Top Down Plan Etched in Stone

The use of Gantt Charts on software projects is a sorry history of creating a schedule, etching it in stone and then trying to bend reality to match an outdated schedule.  No wonder the agile community hates Gantt Charts.  But, there are times where a larger project, that includes agile software development as one component, can benefit from the use of Gantt Charts.

Example A: Developing and Delivering Training for a Large Call Center

Let’s assume your team is developing software for use by a large contact center (historically known as call centers).  The call center uses your software to respond to prospect and customer questions on IRA’s and other personally funded retirement accounts.  The contact center is incredibly busy from late January to late April (e.g. during the US Tax Season).  During this time the staff works 60+ hour weeks.

Your team is doing the software development, but you are also going to be training the call center staff.  There are a 150 of them, and you need to plan the training, several months in advance, to coincide with off-peak season, when most of the staff is working part time.  The manuals need to be printed and delivered, the training rooms must be arranged, and the staff must be available during the heavy vacation period of the summer.

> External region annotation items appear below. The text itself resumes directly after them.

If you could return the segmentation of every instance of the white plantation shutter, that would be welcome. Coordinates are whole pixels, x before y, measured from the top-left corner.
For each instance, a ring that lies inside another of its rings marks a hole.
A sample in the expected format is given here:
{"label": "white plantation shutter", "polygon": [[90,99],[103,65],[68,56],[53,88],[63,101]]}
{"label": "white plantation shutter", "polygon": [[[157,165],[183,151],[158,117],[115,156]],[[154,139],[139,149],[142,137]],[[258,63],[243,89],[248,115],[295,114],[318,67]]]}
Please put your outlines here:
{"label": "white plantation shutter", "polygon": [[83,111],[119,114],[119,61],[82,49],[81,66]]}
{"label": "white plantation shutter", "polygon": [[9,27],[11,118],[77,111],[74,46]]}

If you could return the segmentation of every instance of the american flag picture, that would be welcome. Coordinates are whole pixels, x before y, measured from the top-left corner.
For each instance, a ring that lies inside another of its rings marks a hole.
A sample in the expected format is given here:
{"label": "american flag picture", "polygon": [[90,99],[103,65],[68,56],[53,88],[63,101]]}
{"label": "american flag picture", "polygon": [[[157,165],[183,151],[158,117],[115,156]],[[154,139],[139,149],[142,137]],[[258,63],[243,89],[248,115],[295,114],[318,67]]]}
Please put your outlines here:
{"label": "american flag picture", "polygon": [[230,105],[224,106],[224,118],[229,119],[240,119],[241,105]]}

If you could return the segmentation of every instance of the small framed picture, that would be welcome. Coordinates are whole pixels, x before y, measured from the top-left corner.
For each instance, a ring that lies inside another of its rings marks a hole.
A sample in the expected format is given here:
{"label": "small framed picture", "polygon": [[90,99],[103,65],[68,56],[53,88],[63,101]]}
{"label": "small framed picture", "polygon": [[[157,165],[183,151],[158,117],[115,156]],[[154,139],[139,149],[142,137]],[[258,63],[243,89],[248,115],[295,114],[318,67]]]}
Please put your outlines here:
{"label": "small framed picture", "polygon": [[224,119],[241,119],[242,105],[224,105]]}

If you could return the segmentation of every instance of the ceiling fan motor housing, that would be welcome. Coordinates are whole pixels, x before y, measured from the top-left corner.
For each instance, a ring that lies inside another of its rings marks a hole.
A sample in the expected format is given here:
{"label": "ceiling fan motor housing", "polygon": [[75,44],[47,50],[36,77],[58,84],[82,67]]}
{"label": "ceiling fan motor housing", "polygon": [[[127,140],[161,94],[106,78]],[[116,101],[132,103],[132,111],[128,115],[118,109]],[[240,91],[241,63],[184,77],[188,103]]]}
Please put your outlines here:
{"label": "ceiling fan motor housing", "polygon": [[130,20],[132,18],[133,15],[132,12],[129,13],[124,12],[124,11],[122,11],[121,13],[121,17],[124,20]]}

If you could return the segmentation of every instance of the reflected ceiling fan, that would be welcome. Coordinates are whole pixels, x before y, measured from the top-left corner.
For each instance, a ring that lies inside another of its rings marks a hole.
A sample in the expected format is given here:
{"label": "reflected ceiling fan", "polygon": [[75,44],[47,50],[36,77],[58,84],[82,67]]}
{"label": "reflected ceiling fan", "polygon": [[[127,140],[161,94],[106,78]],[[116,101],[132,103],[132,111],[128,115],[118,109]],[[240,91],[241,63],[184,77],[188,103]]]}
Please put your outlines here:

Common sense tells us that a traditional Gantt Chart, with clearly defined dependencies and dates, works well as a way to communicate among the various parties involved, track progress, and address changes in plan.

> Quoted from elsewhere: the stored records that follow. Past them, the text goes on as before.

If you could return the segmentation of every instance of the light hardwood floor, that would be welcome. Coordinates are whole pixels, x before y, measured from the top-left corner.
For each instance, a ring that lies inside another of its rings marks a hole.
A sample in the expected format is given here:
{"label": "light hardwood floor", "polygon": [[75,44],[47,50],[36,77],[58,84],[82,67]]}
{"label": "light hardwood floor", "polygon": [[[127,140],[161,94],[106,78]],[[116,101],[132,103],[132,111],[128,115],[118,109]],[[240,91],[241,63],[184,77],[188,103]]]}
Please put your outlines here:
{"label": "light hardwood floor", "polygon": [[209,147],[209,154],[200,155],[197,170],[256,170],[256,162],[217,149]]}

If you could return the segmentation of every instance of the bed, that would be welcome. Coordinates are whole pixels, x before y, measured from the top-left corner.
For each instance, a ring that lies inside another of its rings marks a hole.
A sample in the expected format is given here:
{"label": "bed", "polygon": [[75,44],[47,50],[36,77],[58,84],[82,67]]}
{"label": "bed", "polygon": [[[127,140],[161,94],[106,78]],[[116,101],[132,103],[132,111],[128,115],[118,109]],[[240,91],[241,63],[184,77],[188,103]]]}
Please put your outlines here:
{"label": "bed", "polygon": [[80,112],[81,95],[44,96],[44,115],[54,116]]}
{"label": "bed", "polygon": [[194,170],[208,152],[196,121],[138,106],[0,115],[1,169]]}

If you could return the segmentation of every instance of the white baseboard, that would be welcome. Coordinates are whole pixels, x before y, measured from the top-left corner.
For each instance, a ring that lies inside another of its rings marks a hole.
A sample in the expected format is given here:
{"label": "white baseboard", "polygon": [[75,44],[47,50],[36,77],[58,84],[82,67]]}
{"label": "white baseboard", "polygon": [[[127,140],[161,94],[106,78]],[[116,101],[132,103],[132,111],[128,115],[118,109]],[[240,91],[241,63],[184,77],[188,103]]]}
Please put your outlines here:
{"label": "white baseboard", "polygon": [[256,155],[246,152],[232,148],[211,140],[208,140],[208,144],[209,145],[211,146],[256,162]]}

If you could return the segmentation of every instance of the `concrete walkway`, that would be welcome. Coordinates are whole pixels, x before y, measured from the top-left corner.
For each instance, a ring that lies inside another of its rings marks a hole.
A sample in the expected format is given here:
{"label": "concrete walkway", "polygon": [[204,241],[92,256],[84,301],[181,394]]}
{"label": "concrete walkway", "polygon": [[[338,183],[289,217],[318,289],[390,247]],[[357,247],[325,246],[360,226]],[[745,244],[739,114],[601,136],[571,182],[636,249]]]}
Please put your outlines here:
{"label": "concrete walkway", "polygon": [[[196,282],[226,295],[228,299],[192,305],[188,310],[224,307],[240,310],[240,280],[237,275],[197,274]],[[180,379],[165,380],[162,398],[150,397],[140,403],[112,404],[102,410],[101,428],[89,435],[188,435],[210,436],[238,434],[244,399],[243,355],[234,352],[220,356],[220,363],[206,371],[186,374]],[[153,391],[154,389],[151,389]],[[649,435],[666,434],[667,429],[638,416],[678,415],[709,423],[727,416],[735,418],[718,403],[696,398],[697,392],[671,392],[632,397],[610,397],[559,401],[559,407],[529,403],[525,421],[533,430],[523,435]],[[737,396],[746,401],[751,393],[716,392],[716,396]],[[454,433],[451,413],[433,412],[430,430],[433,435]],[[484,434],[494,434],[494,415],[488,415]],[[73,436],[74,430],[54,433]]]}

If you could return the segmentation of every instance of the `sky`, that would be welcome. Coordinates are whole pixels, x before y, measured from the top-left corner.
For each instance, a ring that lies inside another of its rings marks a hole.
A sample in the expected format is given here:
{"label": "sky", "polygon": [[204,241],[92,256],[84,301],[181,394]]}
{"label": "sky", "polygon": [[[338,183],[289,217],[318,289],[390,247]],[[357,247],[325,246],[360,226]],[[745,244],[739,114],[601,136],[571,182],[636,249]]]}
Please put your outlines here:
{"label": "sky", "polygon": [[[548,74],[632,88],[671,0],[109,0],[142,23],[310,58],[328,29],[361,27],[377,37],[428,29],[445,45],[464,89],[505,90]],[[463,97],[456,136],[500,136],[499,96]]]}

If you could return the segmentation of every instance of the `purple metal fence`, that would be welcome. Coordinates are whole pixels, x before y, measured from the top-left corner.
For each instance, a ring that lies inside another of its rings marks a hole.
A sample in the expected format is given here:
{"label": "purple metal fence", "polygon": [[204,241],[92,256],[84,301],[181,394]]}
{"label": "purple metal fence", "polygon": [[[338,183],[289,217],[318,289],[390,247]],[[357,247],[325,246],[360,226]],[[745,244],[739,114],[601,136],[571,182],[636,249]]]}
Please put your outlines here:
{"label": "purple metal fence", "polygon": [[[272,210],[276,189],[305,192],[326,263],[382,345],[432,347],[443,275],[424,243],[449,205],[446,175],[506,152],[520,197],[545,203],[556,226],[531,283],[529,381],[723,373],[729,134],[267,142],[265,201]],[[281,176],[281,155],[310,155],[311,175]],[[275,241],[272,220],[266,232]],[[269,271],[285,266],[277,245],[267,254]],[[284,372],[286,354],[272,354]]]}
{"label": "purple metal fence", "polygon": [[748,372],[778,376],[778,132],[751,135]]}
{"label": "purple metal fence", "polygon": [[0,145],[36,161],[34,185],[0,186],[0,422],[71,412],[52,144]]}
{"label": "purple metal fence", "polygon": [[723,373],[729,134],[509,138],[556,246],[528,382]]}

Example B: Rolling out new Laptops to a Distributed Sales Force on Your CRM Initiative

As another example, perhaps you are on a team delivering a new CRM Platform to your sales force.  This sales force is distributed, but members of the sales team generally come into one of 12 regional offices once every couple of weeks.  As part of the rollout you are upgrading the laptops for all 325 members of the sales force.  There are some complexities, so you need to first choose a hardware / software platform that supports a handful of legacy applications that are in use, while meeting security standards, and then roll them out to the sales team.

Once again a traditional Gantt Chart, with clearly defined dependencies and dates, works well as a way to communicate among the various parties involved to track progress, and address changes in plan for this example.

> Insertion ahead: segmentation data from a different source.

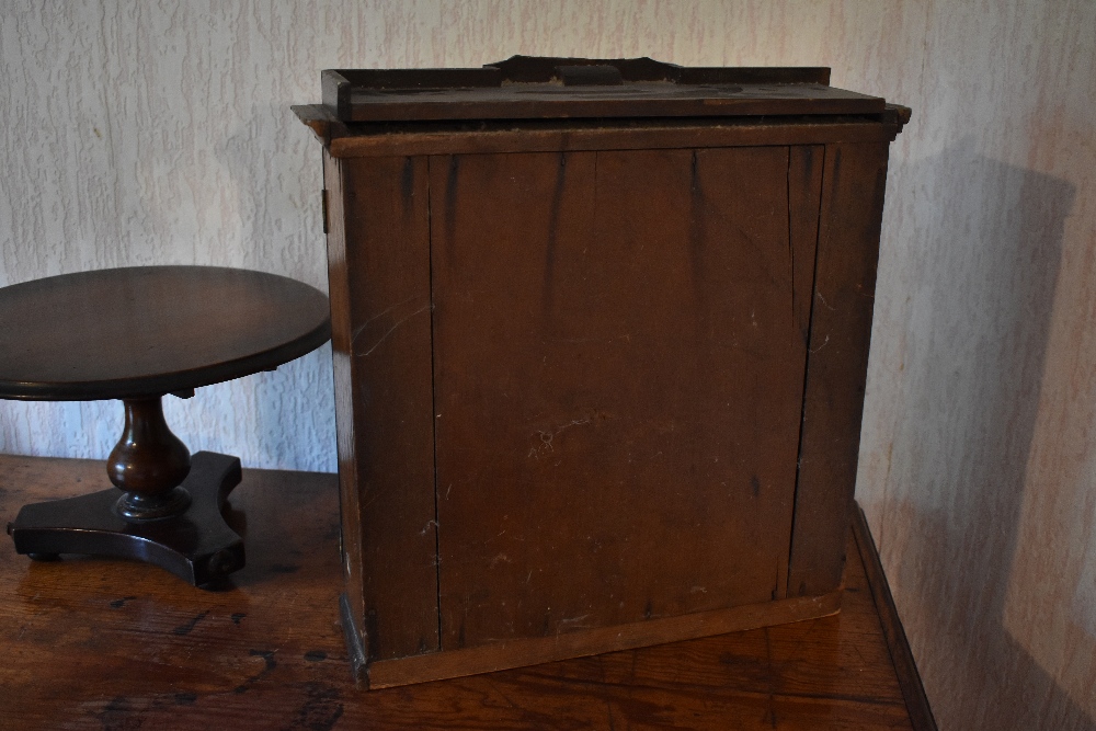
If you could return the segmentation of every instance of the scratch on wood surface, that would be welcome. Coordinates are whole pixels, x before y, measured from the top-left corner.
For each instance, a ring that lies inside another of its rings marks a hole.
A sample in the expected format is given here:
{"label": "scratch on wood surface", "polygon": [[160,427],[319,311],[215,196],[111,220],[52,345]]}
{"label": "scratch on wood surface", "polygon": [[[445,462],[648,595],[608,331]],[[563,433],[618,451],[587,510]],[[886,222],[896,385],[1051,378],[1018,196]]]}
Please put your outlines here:
{"label": "scratch on wood surface", "polygon": [[[411,318],[413,318],[415,315],[421,315],[422,312],[425,312],[429,309],[430,309],[430,304],[423,305],[422,307],[420,307],[419,309],[416,309],[414,312],[411,312],[411,315],[408,315],[407,317],[404,317],[404,318],[402,318],[400,320],[397,320],[396,324],[393,324],[391,328],[389,328],[387,331],[385,331],[385,334],[383,334],[380,336],[380,339],[377,340],[377,342],[375,342],[372,347],[369,347],[369,350],[367,350],[364,353],[359,353],[358,357],[365,357],[366,355],[368,355],[373,351],[377,350],[377,347],[379,347],[380,344],[383,342],[385,342],[390,334],[392,334],[393,332],[396,332],[397,328],[399,328],[401,324],[403,324],[404,322],[407,322],[408,320],[410,320]],[[365,325],[362,325],[362,327],[364,328]],[[361,328],[358,330],[361,330]],[[356,338],[356,334],[355,334],[355,338]]]}
{"label": "scratch on wood surface", "polygon": [[378,318],[383,318],[383,317],[385,317],[386,315],[388,315],[389,312],[391,312],[392,310],[395,310],[395,309],[396,309],[397,307],[403,307],[404,305],[407,305],[408,302],[410,302],[410,301],[411,301],[411,300],[413,300],[413,299],[414,299],[414,297],[413,297],[413,296],[412,296],[412,297],[408,297],[408,298],[407,298],[407,299],[404,299],[403,301],[400,301],[400,302],[396,302],[395,305],[391,305],[391,306],[389,306],[389,307],[386,307],[385,309],[383,309],[381,311],[377,312],[376,315],[374,315],[373,317],[370,317],[370,318],[369,318],[368,320],[366,320],[365,322],[363,322],[363,323],[362,323],[361,325],[358,325],[358,328],[357,328],[357,329],[356,329],[356,330],[354,331],[354,334],[353,334],[353,335],[351,335],[351,341],[350,341],[350,342],[351,342],[351,344],[353,345],[353,344],[354,344],[354,342],[355,342],[355,341],[357,341],[357,336],[362,334],[362,331],[363,331],[363,330],[365,330],[366,328],[368,328],[368,327],[369,327],[369,323],[370,323],[370,322],[373,322],[374,320],[376,320],[376,319],[378,319]]}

In Closing: GanttCharts can be Beautiful

Gantt Charts make sense when you have to schedule date driven events, with true finish to start relationships (such as finishing training material before printing it).

I don’t propose that you use Gantt Charts to replace your card wall or your agile lifecycle management tool, I do propose that some of your work can benefit from a traditional approach of laying out dependencies and time lines visually to support planning, communication and making adjustments to schedules.

So, in closing, perhaps GanttHeads can be beautiful, and right!